File photo: An Iraqi Shiite insurgent.
by Martin Sieff
UPI Senior News Analyst
Washington (UPI) Jul 24, 2006
That which Americans should fear has come upon them: U.S. troops in Iraq killed 15 Shiite militiamen Saturday. According to first reports, the fighting occurred in the town of Musayyib, 40 miles south of Baghdad. The exchange was an intense one. It lasted three hours and dozens more people were injured.

The clash was not a random one. It was part of a systematic drive U.S. forces had been ordered to carry out against the Mahdi Army of anti-American firebrand Moqtada al-Sadr.

This clash was the most serious since the brief and potentially very dangeorus rising by Sadr's militia against U.S. forces in April 2004. It came after popular Shiite opinion across Iraq has been inflamed against the United States by the continuing failure of U.S. forces to protect Shiite communities in the country from the continuing onslaught of Sunni insurgents.

Also, it comes as Israel's attacks on the Shiite militias of southern Lebanon are escalating towards a full-scale land invasion of Hezbollah-controlled territory.

The danger is therefore more imminent than ever that the U.S. drive against Sadr's forces could trigger a more widespread rising of Shiite militias in Baghdad and across southern Iraq against U.S. forces. The already chaotic situation in Iraq would then become indescribable.

We make this prediction in these columns the same way we confidently -- and grimly -- predicted on May 1, 2003, that the Sunni population of Iraq would be enraged by the killing of 15 of their number in clashes with U.S. troops in the city of Fallujah, and that this would lead to a years-long widespread Sunni insurgency against U.S. forces in their country.

On that day -- the same day President George W. Bush confidently but erroneously declared "Mission Accomplished " in Iraq from the deck of the aircraft carrier USS Abraham Lincoln -- UPI Analysis predicted: "The killing of 15 anti-American demonstrators by U.S. troops in the Iraqi city of Fallujah this week, followed by the reported killing of at least two more Wednesday, is a dire omen for those who imagined Iraq could be quietly but firmly guided on the paths of stable, pro-American democracy in the next few months, or even years.
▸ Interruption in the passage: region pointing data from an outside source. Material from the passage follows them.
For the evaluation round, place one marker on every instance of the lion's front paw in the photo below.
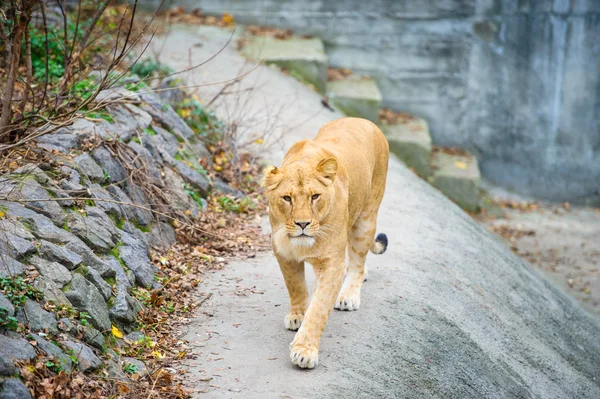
(293, 321)
(304, 356)
(348, 301)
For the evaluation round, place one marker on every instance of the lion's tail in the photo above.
(380, 244)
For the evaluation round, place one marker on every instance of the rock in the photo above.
(86, 358)
(63, 140)
(52, 270)
(44, 228)
(162, 236)
(52, 350)
(93, 337)
(94, 277)
(120, 274)
(356, 96)
(166, 116)
(168, 146)
(120, 312)
(96, 229)
(36, 198)
(85, 297)
(458, 177)
(225, 188)
(197, 180)
(6, 305)
(170, 91)
(10, 267)
(111, 166)
(178, 198)
(143, 216)
(84, 129)
(143, 118)
(15, 349)
(135, 336)
(305, 58)
(137, 365)
(117, 93)
(136, 259)
(51, 291)
(13, 388)
(74, 189)
(59, 254)
(110, 207)
(115, 372)
(15, 238)
(34, 171)
(31, 314)
(89, 257)
(146, 163)
(7, 369)
(411, 142)
(89, 168)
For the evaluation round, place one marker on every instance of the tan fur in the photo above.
(346, 165)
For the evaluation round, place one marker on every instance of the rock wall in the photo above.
(516, 82)
(78, 224)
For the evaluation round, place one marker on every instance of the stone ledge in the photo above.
(458, 177)
(356, 96)
(411, 142)
(304, 57)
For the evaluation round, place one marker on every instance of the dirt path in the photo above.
(448, 311)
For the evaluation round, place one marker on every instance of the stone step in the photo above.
(410, 141)
(457, 176)
(356, 95)
(304, 58)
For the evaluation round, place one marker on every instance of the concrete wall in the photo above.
(516, 81)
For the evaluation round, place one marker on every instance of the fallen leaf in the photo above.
(460, 165)
(116, 332)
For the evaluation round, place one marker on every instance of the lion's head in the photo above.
(300, 197)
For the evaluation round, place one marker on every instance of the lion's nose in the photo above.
(302, 224)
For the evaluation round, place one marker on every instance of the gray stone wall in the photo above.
(516, 81)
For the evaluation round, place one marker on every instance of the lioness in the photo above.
(323, 201)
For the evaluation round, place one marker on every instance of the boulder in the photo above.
(411, 142)
(113, 169)
(356, 96)
(15, 349)
(10, 267)
(96, 229)
(86, 358)
(53, 350)
(85, 297)
(59, 254)
(141, 213)
(104, 201)
(13, 388)
(51, 291)
(36, 198)
(15, 239)
(52, 270)
(458, 177)
(89, 168)
(162, 235)
(6, 305)
(304, 58)
(37, 319)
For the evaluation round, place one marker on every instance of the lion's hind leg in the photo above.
(360, 239)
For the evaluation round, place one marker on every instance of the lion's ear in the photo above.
(327, 169)
(271, 178)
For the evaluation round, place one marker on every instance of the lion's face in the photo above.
(300, 197)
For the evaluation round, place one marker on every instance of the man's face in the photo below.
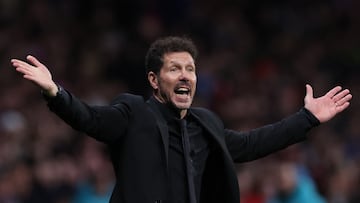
(176, 81)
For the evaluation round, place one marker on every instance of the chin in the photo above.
(182, 106)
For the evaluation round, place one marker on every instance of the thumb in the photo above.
(34, 61)
(309, 92)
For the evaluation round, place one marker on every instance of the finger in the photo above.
(309, 92)
(333, 91)
(342, 107)
(344, 100)
(34, 61)
(24, 71)
(19, 63)
(341, 94)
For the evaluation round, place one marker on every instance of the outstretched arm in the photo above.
(37, 73)
(326, 107)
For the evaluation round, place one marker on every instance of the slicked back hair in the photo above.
(155, 55)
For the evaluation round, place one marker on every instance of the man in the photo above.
(164, 150)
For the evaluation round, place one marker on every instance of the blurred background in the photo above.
(255, 58)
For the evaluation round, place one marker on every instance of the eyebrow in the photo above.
(176, 63)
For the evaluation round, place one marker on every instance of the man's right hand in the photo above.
(37, 73)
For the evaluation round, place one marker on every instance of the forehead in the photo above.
(178, 57)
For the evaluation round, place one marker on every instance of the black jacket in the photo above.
(137, 137)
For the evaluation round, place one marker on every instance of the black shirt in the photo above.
(199, 151)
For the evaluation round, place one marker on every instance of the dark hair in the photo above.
(155, 55)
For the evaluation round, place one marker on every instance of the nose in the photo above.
(185, 75)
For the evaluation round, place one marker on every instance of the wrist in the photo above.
(51, 91)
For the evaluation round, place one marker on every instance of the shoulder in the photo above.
(206, 115)
(127, 99)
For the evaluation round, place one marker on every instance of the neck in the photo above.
(181, 112)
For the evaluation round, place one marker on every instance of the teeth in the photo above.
(182, 89)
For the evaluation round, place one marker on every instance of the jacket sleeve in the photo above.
(104, 123)
(257, 143)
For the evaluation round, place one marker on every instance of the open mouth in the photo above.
(182, 91)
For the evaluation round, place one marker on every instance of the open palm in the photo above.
(326, 107)
(37, 73)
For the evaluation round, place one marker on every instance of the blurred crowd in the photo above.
(255, 58)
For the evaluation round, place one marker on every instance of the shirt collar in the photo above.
(168, 111)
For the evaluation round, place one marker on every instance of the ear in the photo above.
(153, 80)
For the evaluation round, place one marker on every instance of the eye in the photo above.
(191, 68)
(173, 68)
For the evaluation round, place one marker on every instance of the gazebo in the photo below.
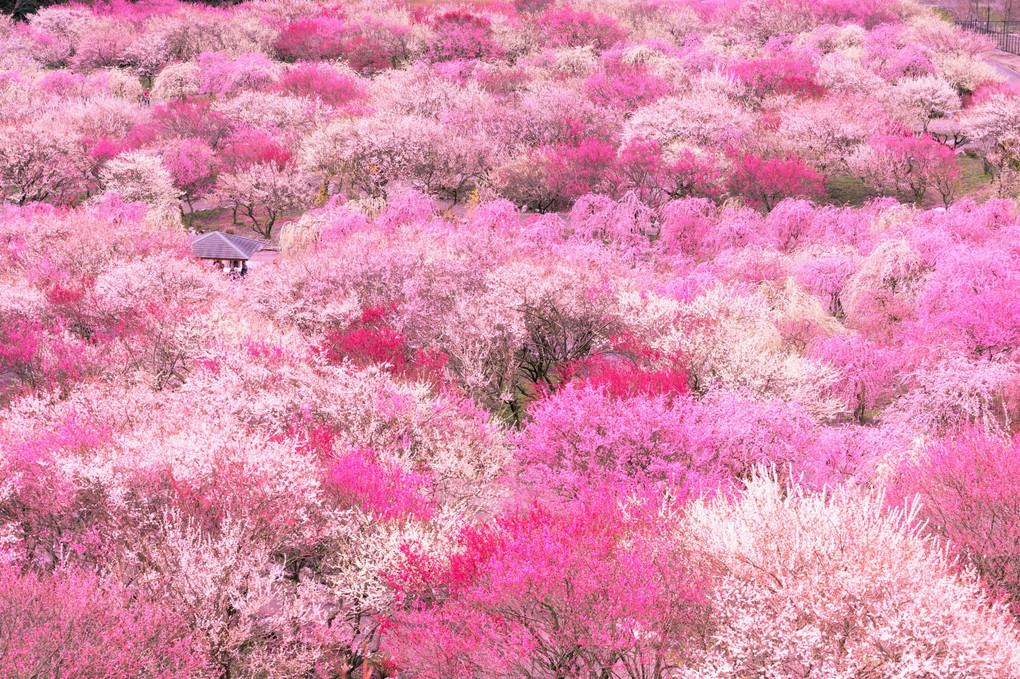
(220, 248)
"It is, rather, the kind of event that Thomas Jefferson called 'a fire-bell in the night' -- the harbinger of infinitely worse conflict and travails to come."
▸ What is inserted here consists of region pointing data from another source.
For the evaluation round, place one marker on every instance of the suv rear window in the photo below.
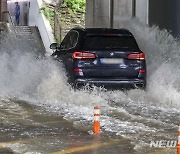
(106, 42)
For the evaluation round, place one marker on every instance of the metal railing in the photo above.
(57, 28)
(6, 17)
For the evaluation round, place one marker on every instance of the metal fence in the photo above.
(57, 28)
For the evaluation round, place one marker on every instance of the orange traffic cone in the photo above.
(96, 127)
(178, 141)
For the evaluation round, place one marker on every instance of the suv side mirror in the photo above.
(53, 46)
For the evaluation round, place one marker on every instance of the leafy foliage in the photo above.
(48, 12)
(75, 5)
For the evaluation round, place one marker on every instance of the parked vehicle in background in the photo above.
(102, 57)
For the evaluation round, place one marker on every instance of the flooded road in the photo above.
(41, 113)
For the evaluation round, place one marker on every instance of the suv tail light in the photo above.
(83, 55)
(137, 56)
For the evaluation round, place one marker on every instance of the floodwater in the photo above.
(41, 113)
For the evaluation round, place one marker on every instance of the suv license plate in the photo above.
(111, 60)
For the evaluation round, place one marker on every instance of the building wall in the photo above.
(123, 11)
(165, 14)
(3, 7)
(142, 10)
(99, 12)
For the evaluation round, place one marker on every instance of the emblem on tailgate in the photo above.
(111, 54)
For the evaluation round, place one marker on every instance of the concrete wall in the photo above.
(3, 7)
(99, 12)
(142, 10)
(123, 11)
(164, 14)
(36, 18)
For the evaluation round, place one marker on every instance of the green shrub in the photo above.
(75, 5)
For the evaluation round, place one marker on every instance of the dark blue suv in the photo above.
(102, 57)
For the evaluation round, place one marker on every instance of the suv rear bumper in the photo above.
(125, 83)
We noted then in UPI Analysis, "In its scale and likely repercussions, the Fallujah Massacre -- as it will soon clearly be known -- appears remarkably similar to the killing of 13 Northern Irish Catholics by the British army during fierce demonstrations in the city of Londonderry -- a provincial center comparable to Fallujah -- on what became known as 'Bloody Sunday' on Jan. 30, 1972.

'That event, more than anything else, proved a windfall for the rapidly mobilizing paramilitary Provisional Irish Republican Army, at the time known popularly as the 'Provos.' And over the next few years, it launched a campaign of urban terror and bomb massacres that in its calculated efforts to kill and maim civilians was without parallel in Europe during the 46 years from the end of World War II to the beginning of the wars in the former Yugoslavia in 1991.

'It will be surprising if we do not see the same thing in Iraq in the coming months, and possibly even in the next few weeks.

'In fact, what happened in Fallujah and what is now likely to happen throughout Iraq is no more or less than a reversion to the traditional patterns of the 40 years of history that the Iraqi people previously spent under the control -- first direct then indirect -- of a major Western power determined to `educate` them into Western practices of democracy.'

Sure enough, Fallujah became one of the most ferocious centers of the Shiite insurgency in Iraq. It was repeatedly fought over by U.S. forces and militias in bitter, house-to-house battles reminiscent of Stalingrad, Budapest and Berlin in World War II.

And in the three years and nearly three months since Bush pronounced his famous 'Mission Accomplished' comment, more than 2,200 American soldiers have been killed serving in Iraq, more than seven times the number who had died when that statement was made.

Now, however, the destructive potential of a widespread Shiite uprising in Iraq is vastly worse than the Sunni threat was three-and-a-quarter years ago.

The Shiite population of Iraq is more than three times that of the Sunni community. It is greater by 10 million people. The Shiites control all of southern Iraq, including the U.S. Army`s crucial land supply route from Kuwait to Baghdad.

The Sunni militias in May 2003 needed a period of organization and recruiting before they could present a serious widespread threat to U.S. forces. As we have monitored in our companion 'UPI Iraq Benchmarks' column, this escalation gradually occurred over the following two-and-a-half years.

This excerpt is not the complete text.